Los ging es auf dem historischen Marktplatz, dem sogenannten Ring. Seinen Namen verdankt er der Tatsache, dass sich die umliegenden Häuser ringförmig um das Rathaus anordnen. Die prachtvollen Bürgerhäuser stammen größtenteils aus der Hansezeit und verleihen dem Platz seinen ganz besonderen Charme.
Vorbei ging es am Blumenmarkt, der tatsächlich rund um die Uhr geöffnet ist. Anschließend führte uns der Weg ins Jüdische Viertel mit seiner von außen eher schlichten Synagoge. Danach besichtigten wir die Elisabethkirche. Die Elisabethkirche (polnisch Bazylika św. Elżbiety) ist ein backsteingotischer Kirchenbau in der Breslauer Altstadt und zählt zu den ältesten und größten Kirchen der Stadt.
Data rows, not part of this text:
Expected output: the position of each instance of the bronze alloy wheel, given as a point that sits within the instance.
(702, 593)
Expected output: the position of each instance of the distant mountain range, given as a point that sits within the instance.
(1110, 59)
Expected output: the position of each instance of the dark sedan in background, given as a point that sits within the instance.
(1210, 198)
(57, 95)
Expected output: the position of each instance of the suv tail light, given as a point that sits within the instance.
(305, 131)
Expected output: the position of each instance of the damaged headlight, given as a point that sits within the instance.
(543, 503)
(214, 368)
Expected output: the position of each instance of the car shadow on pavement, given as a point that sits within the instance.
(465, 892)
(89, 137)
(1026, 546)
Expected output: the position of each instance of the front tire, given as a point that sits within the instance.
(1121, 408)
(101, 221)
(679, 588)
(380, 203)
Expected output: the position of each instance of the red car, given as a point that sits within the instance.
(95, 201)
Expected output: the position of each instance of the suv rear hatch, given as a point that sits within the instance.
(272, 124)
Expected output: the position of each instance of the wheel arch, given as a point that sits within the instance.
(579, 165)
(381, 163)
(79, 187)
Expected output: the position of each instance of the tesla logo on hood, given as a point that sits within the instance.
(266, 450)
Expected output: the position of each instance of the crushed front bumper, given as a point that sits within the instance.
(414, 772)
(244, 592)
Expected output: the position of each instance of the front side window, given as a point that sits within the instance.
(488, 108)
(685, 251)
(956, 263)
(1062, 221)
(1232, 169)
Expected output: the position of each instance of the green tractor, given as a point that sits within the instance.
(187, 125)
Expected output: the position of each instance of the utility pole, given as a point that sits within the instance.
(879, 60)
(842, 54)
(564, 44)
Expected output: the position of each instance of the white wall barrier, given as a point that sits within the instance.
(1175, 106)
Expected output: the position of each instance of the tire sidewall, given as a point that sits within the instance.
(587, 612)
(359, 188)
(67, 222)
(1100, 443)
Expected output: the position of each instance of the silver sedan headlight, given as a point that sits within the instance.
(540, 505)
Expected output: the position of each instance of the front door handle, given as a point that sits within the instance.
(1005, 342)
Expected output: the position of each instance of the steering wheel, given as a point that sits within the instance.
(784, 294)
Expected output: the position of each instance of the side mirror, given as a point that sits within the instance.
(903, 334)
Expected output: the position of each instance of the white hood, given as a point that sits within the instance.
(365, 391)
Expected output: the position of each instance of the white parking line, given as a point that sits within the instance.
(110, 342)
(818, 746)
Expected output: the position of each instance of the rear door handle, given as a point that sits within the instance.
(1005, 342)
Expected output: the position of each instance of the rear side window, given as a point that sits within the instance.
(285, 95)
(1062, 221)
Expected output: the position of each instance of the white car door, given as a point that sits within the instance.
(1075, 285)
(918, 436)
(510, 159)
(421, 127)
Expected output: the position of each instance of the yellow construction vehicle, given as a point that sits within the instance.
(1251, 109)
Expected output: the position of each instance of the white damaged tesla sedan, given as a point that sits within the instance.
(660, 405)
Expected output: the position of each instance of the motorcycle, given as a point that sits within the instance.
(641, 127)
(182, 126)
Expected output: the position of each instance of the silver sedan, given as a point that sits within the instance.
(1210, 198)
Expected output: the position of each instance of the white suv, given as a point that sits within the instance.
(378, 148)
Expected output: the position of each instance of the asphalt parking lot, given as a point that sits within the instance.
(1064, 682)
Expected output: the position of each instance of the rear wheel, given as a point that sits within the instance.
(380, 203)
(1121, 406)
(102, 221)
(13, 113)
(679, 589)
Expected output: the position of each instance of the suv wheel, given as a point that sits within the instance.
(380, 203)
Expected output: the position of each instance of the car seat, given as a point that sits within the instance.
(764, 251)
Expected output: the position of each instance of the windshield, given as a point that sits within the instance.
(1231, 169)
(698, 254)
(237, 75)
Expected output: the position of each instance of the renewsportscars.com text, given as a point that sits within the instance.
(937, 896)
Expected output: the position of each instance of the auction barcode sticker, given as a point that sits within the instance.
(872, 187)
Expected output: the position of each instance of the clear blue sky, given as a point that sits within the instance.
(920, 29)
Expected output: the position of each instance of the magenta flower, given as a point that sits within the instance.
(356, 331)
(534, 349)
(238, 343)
Auch der berühmte Dirigent Kurt Masur spielte hier; seine musikalische Ausbildung erhielt er in Breslau.
Unterwegs begegneten wir natürlich zahlreichen Zwergen, deren Geschichte uns unser Reiseführer näherbrachte. Die politische Oppositionsbewegung „Orange Alternative“ kritisierte in den 1980er-Jahren mit spontanen Aktionen – beispielsweise Demonstrationen in Zwergenkostümen – das kommunistische Regime in Polen. Als Erinnerung daran wurde der gusseiserne „Papa Zwerg“ in der Breslauer Altstadt aufgestellt. Er steht an der ul. Świdnicka, genau dort, wo sich die Demonstranten damals trafen.
Im Sommer 2001 wurden die ersten weiteren Zwerge als Projekt von Studenten der Kunsthochschule in der Stadt aufgestellt, um an diese Protestbewegung zu erinnern. Inzwischen soll es über 1.000 Zwerge geben, die über die gesamte Stadt verteilt sind. Viele von ihnen wurden von Unternehmen gestiftet, beispielsweise der Müllzwerg von der Berliner Entsorgungsfirma ALBA.
Weiter ging es durch die „Stare Jatki“ (Alte Fleischbänke), das ehemalige Viertel der Fleischerzunft. Skulpturen verschiedener Nutztiere erinnern heute an diesen Teil der Stadtgeschichte. Besonders witzig fanden wir die Gedenktafel mit der Aufschrift „Ku czci zwierząt rzeźnych – Konsumenci“, was übersetzt etwa „Zu Ehren der Schlachttiere – Die Verbraucher“ bedeutet.
Anschließend kamen wir an der alten Universität vorbei, die wir am Nachmittag noch einmal besuchen wollten, um die berühmte Aula Leopoldina zu besichtigen.
Inzwischen war es richtig warm geworden, sodass wir froh waren, immer wieder ein schattiges Plätzchen zu finden. Danach führte uns der Weg über die Dombrücke, die von den Figuren der Heiligen Hedwig und Johannes des Täufers bewacht wird, auf die Dominsel zum Breslauer Dom St. Johannes der Täufer. Er zählt zu den Wahrzeichen der Stadt und besitzt mit knapp 98 Metern die höchsten Kirchtürme Breslaus.
Hier verabschiedeten wir uns von Paweł – unsere Führung war leider schon zu Ende.
Unsere Eltern wollten anschließend erst einmal eine Pause im Hotel einlegen. Die Hitze, das viele Laufen und die zahlreichen Informationen hatten schließlich ihren Tribut gefordert. Da unser Hotel nicht weit entfernt lag, waren wir in etwa zehn Minuten wieder dort.
Auch ich nutzte die Gelegenheit für eine kleine Pause und schaute nach meinem Auto, das in der Tiefgarage stand. Kurz vor Breslau war nämlich plötzlich die Fehlermeldung „Bitte Einspritzung prüfen“ erschienen – verbunden mit einem deutlichen Leistungsverlust. Leider konnte ich auf die Schnelle nicht erkennen, wodurch der Fehler verursacht wurde. Sollte ich den Pannendienst rufen? Viele Fragen gingen mir durch den Kopf. Letztlich beschloss ich aber, mich zunächst auf den schönen Tag mit unseren Eltern und das Besichtigungsprogramm zu konzentrieren.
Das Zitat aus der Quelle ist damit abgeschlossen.